As convidadas nunca se propôs a fechar ciclos; é direito de quem contempla a obra acreditar ou não no que está sendo exposto. A magia mora exatamente na falta dos limites de início, meio e fim. O próprio conto que dá nome ao livro deixa espaço para interpretações, visto que é difícil definir se as convidadas são apenas fruto de traquinagem infantil ou figuras de um plano metafísico. Isso no caso de se tratar de uma criança, pois as idades nunca são claramente definidas e cabe a nós entender da forma que nos for adequada.
É interessante consumir o texto e ver como os tons assustadores e emblemáticos cabem em espaços tão curtos. Alguns contos têm menos de duas páginas e conseguem estabelecer a linearidade invadida pela surpresa perfeitamente. Personagens que nem sequer tem nome, mas entregam pedaços de suas essências em nossas mãos. Uma conexão curiosa perpassando as fronteiras físicas.
Tudo foge do comum, mas ainda mantém como temática principal o ser humano. A escrita trabalha com elementos da espiritualidade e transgride também na Cultura. Muitos contos envolvem questões religiosas, cultos, crendices e simpatias em sua composição. Esse tipo de citação contribui para que o hiperbólico faça tanto sentido quanto a religião e seu valor concreto na sociedade.

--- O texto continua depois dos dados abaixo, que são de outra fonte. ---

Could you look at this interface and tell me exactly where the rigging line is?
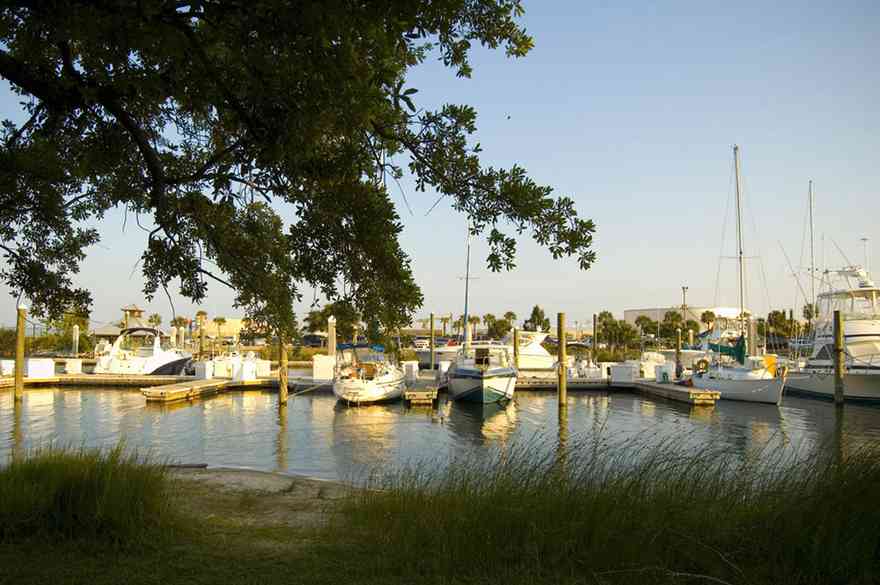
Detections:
[829,238,853,266]
[714,155,735,307]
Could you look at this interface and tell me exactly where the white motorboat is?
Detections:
[788,266,880,402]
[689,146,786,405]
[446,343,517,404]
[333,344,405,404]
[95,327,192,376]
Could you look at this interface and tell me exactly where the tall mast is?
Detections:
[733,144,746,335]
[810,179,816,314]
[462,223,471,345]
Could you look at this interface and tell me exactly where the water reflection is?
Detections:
[0,388,880,478]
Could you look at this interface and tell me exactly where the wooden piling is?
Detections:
[675,327,683,378]
[556,313,568,408]
[278,335,287,408]
[429,313,436,372]
[834,311,846,406]
[15,305,27,400]
[513,328,519,370]
[327,315,336,357]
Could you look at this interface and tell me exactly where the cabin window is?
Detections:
[816,345,834,360]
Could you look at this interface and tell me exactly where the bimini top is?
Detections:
[336,343,385,353]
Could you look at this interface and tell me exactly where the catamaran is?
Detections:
[333,343,405,404]
[691,145,786,404]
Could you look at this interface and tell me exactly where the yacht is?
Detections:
[788,266,880,402]
[446,342,517,404]
[333,343,405,404]
[95,327,192,376]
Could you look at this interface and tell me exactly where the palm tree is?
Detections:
[700,311,716,331]
[440,315,452,337]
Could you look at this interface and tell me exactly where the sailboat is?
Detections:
[691,145,786,404]
[446,224,518,404]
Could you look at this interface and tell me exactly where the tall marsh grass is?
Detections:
[331,439,880,584]
[0,445,171,544]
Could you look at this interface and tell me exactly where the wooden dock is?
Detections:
[0,374,195,390]
[633,380,721,406]
[403,386,437,406]
[141,378,234,402]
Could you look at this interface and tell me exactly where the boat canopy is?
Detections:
[709,335,746,365]
[336,343,385,353]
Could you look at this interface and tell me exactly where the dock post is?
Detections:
[327,315,336,357]
[429,313,434,372]
[278,334,287,408]
[15,305,27,400]
[513,327,519,370]
[590,313,599,363]
[834,310,846,406]
[676,327,684,381]
[556,313,568,408]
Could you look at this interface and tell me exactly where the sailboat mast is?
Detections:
[810,179,816,312]
[462,224,471,345]
[733,144,746,335]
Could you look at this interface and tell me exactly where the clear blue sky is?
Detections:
[0,0,880,323]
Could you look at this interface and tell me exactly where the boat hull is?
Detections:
[447,368,517,404]
[333,376,405,404]
[691,375,785,404]
[787,371,880,403]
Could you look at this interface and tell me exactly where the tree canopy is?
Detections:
[0,0,595,332]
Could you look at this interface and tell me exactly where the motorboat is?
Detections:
[95,327,192,376]
[333,343,405,404]
[446,343,518,404]
[788,266,880,402]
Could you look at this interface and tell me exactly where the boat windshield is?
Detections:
[458,345,510,368]
[818,288,880,320]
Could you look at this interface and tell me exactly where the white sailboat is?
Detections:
[333,344,405,404]
[691,145,785,404]
[446,224,518,404]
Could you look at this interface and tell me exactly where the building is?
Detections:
[623,305,752,333]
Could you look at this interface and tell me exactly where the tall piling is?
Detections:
[327,315,336,357]
[556,313,568,408]
[590,313,599,362]
[834,311,846,406]
[428,313,435,372]
[513,327,519,370]
[278,335,287,408]
[15,305,27,400]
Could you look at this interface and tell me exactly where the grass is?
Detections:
[0,445,172,544]
[0,440,880,585]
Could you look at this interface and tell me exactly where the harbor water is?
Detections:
[0,388,880,481]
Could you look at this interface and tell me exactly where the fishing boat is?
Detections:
[446,343,517,404]
[95,327,192,376]
[788,266,880,402]
[689,145,786,405]
[333,343,405,404]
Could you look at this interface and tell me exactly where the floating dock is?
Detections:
[0,374,195,389]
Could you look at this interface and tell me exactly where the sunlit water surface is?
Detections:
[0,388,880,480]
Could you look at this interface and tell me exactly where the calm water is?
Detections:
[0,388,880,479]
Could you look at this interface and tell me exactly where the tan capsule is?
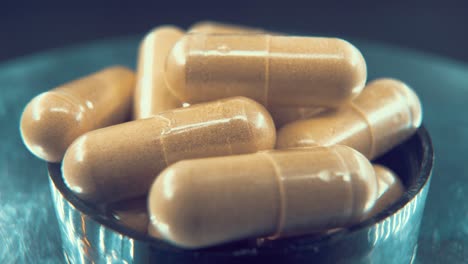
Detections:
[165,34,367,110]
[20,66,135,162]
[270,107,326,129]
[369,165,405,217]
[148,146,377,248]
[109,197,149,234]
[277,79,422,159]
[133,26,184,119]
[62,97,276,203]
[187,21,264,34]
[188,21,326,128]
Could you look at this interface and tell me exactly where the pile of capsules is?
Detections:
[21,22,422,248]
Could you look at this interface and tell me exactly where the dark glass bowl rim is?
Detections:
[48,125,434,255]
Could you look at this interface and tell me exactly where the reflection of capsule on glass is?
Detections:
[20,66,135,162]
[369,164,405,217]
[148,146,377,248]
[108,197,149,234]
[165,34,367,109]
[276,79,422,159]
[62,97,276,203]
[133,26,184,119]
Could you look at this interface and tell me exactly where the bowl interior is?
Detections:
[48,127,433,254]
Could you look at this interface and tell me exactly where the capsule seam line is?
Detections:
[259,152,286,239]
[154,115,172,166]
[333,149,356,222]
[350,102,375,158]
[263,35,271,107]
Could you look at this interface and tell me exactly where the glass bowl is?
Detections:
[48,127,434,264]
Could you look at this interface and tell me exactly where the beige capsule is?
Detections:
[277,79,422,159]
[148,146,377,248]
[20,66,135,162]
[369,164,405,217]
[133,26,184,119]
[188,21,326,128]
[270,107,333,129]
[187,21,264,34]
[108,197,149,234]
[165,34,367,110]
[62,97,276,203]
[260,164,405,244]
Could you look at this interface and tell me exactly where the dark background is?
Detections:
[0,0,468,62]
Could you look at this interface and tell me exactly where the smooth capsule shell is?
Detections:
[62,97,276,203]
[187,21,264,34]
[165,34,367,110]
[188,21,326,128]
[270,107,326,129]
[20,66,135,162]
[369,164,405,217]
[133,26,184,119]
[108,197,149,234]
[148,146,377,248]
[277,79,422,159]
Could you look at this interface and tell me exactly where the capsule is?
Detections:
[148,146,377,248]
[270,107,326,129]
[369,164,405,217]
[133,26,184,119]
[165,34,367,110]
[109,197,149,234]
[188,21,326,128]
[20,66,135,162]
[187,21,264,34]
[277,79,422,159]
[62,97,276,203]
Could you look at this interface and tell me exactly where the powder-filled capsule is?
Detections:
[133,26,184,119]
[187,21,264,34]
[20,66,135,162]
[148,145,377,248]
[165,34,367,110]
[188,21,326,128]
[369,164,405,217]
[62,97,276,203]
[277,79,422,159]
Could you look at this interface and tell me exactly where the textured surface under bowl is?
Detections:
[49,128,433,264]
[0,35,468,264]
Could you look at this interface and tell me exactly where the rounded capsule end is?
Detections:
[20,92,86,162]
[390,79,423,130]
[148,164,203,248]
[62,134,104,202]
[339,39,367,101]
[330,145,378,224]
[164,36,190,102]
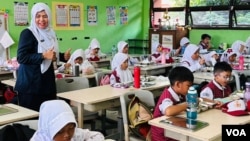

Ainda na ideia de explorar camadas da humanidade, os acontecimentos do cenário incomum levam as pessoas a mostrarem suas verdadeiras faces, já que muitas das histórias tem fundo na perversidade das motivações. Desejos por doenças, mortes, acidentes e outras tragédias são figuras recorrentes nos enredos, à forma com a qual esse contexto sincero também molda uma reflexão sobre as partes desconcertantes que todos tem, mas escondem a qualquer custo.
“Talvez eu tenha me arrependido. O Pata de Cão não pertencia a minha família. Para que o sacrificar?
Quisemos tirar o boneco de dentro da panela. Queimamos as mãos no vapor. Quando conseguimos tirá-lo, não sobravam nem pernas, nem pés, nem cabelo, nem rabo de centauro.”
As convidadas diz muito sem precisar ser claro. Entre eventos completamente insólitos e pessoas absolutamente comuns, a vida é testemunhada sob tantas formas que isso sim parece genuinamente mágico. Silvina nos prende em seu locus literário e essa falta de liberdade nos dá asas para voar distantes de uma rotina mediana; talvez sejamos como as crianças que voaram antes da queda soturna.
Somos entregues a muito mais do que as 261 páginas são capazes de contar. O mundo aos olhos da autora é tão especial que foge de quaisquer comparações palpáveis. Do amor à morte há um número infinito de possibilidades e ter a chave da porta de entrada para acessá-las sob os olhos da escritora é uma experiência inominável. Restam agradecimentos: ser convidada nunca foi tão esplêndido.